Maybe all products come with these postcards. I don’t know. I only started noticing them after purchasing products for my new baby. Babies, after all, are basically suicidal and the first year of your life as a new parent is spent “baby-proofing your home,” which means trying to keep them from finding weird ways to off themselves.
Almost every big-ticket item you buy for the child—a high chair, a swing, a stroller, a car seat—will come with horrible warnings about the ghastly ways the child could use it. And for the first time in my decades of consumerism, I worried about the possibility of a recall, as I dimly remembered with a shudder a headline spotted years ago about strollers recalled because they dismembered children. The Grimm Brothers have nothing on the Consumer Product Safety Commission.
So even though I hate giving companies my email address, I have dutifully filled out these postcards for every item I’ve bought. And I gave them my real email address, not the junky Hotmail one I usually give to stores to try to protect my precious inbox. (There was also the option to sign up for recall alerts online, but the postcards, for whatever reason, seemed easier.)
If giving out your email address also stresses you out, there’s a trick to keep track of what a company does with it. If you use Gmail, you can add an identifying word or phrase to your usual Gmail address, with a “+” sign in front of it. So if your address is “DontBotherMe@gmail.com,” and you’re sending it off to BabyCorp, Inc., give them the address “DontBotherMe+BabyCorp@gmail.com.” Messages will get to you as usual, but if you check the “to” line on them, you’ll see “+BabyCorp” in there and know they used that address.
This seemed overly suspicious with the baby product registrations since the postcards all specified “product registration for safety alert or recall only.” But then shortly after I mailed a postcard for alerts about the Fisher-Price Comfy Cloud Cradle n’ Swing, I started getting marketing emails about Fisher-Price products.
The emails were all sent to the address I had sent in on the safety postcard.
I reached out to Mattel, Fisher-Price’s parent company, about why they were spamming people who had signed up for “SAFETY ALERT OR RECALL ONLY.” Mattel spokesperson Amber Pietrobono told me by email that I shouldn’t have received the marketing messages.
“Consumers who enter our database through product registrations are supposed to be excluded from our email marketing campaigns unless they’ve opted in or entered our database in some way unrelated to product registration,” Pietrobono wrote. “However, as you pointed out, we did send you one Memorial Day promotion email because of a human error.”
Actually, they had sent me eight promotional emails over the course of the month, but who’s counting?
I asked how exactly the human error had happened, and whether it affected other consumers.
“We determined that your information was included in a batch of records that was mistakenly flagged to receive email marketing.
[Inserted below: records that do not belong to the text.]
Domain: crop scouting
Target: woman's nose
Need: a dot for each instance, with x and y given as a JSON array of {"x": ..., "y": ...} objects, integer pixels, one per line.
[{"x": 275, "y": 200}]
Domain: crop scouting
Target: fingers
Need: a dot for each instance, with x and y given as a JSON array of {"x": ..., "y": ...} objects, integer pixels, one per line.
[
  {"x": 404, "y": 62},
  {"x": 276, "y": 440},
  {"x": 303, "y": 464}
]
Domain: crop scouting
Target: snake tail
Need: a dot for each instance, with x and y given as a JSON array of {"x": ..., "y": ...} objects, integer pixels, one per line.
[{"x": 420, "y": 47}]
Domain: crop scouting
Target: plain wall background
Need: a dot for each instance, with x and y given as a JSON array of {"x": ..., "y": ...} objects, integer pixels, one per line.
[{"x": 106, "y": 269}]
These records were identified, and email marketing for all affected consumer records has been turned off,” Pietrobono wrote. “We have already put in place a process to prevent a recurrence of this issue in the near term and are reviewing our systems and processes to implement systematic controls against a recurrence in the future. Mattel takes privacy seriously, and we appreciate you raising this issue and providing us the opportunity to improve.”
Good news, then, for the very few people in the world who actually fill out those postcards and who have bought products from Mattel; you should not be spammed again.